After embarrassing SAP in court, Oracle won the case and the jury determined in 2010 that SAP should pay $1.3 billion. Then last September, Judge Phyllis Hamilton, of the U.S. District Court for Northern California, threw out the jury's award, calling it "contrary to the weight of the evidence and grossly excessive." She reduced the award to $272 million.
Outraged, Oracle sought a new trail rather than accept the judge's decision, but it changed course last month by reaching a settlement in the original case in which SAP would pay Oracle $306 million. Both sides issued statements saying the settlement would avoid the time and expense of a new trial. But the agreement that left the door open for Oracle to appeal, and it vowed it would.
[ Want more on Oracle's legal tangles? Read Oracle Loses HP Itanium Court Battle. ]
Under the terms of the settlement SAP won't have to pay Oracle damages until after its appeal has been resolved (so it won't have to set aside additional funds at this time). But if Oracle wins a judgment that's less than $306 million (as was the $272 million award prescribed by Judge Hamilton), SAP has agreed to pay the difference.
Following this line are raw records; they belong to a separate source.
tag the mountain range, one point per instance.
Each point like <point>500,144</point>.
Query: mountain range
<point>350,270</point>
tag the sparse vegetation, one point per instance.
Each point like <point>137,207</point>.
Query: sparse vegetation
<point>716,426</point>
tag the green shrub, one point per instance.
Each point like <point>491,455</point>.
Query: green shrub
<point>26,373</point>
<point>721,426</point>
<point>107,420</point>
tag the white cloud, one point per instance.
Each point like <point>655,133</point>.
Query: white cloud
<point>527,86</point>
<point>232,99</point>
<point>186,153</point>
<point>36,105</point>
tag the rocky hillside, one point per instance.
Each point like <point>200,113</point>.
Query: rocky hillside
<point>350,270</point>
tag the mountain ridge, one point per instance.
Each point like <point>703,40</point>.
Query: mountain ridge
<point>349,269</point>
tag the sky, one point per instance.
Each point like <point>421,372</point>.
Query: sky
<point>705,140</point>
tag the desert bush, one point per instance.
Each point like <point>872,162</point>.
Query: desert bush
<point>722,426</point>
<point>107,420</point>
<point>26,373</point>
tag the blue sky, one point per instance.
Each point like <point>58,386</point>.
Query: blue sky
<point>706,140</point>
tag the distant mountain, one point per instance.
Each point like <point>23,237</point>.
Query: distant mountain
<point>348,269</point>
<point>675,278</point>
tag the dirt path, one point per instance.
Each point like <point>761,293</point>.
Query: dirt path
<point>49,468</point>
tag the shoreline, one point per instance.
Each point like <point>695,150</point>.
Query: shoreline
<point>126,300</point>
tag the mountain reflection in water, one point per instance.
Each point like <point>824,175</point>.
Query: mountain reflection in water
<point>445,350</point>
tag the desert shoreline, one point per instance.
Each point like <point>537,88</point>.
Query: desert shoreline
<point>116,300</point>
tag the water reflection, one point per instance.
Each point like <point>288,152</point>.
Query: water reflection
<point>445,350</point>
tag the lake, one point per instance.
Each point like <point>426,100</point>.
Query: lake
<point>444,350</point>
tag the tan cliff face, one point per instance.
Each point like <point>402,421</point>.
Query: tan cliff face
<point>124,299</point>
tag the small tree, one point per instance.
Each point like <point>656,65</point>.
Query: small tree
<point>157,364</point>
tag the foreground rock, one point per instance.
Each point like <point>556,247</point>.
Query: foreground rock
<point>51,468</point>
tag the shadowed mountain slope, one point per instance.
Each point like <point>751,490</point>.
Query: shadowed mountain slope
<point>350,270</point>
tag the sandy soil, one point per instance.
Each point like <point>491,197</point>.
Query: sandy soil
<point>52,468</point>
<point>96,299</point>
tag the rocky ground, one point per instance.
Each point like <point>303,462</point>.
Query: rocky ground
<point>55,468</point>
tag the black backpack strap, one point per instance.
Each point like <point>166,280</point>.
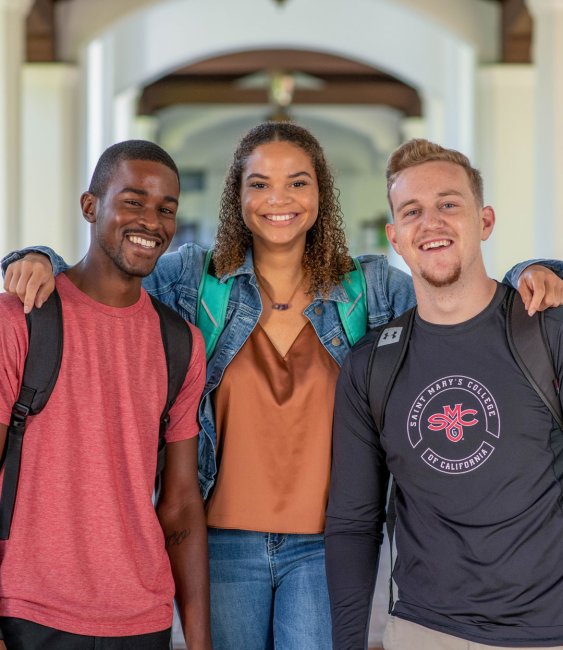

SAP has already paid Oracle $120 million in legal fees in the case, so it will pay a minimum of $426 million to Oracle.
SAP had set aside 227 million euros ($277 million) on its balance sheet to resolve the litigation. An SAP spokesperson told information that SAP "will provide updates on provision activity in our quarterly financial reporting, at the appropriate time in the legal process." An appeal could take as long as two years, according to SAP.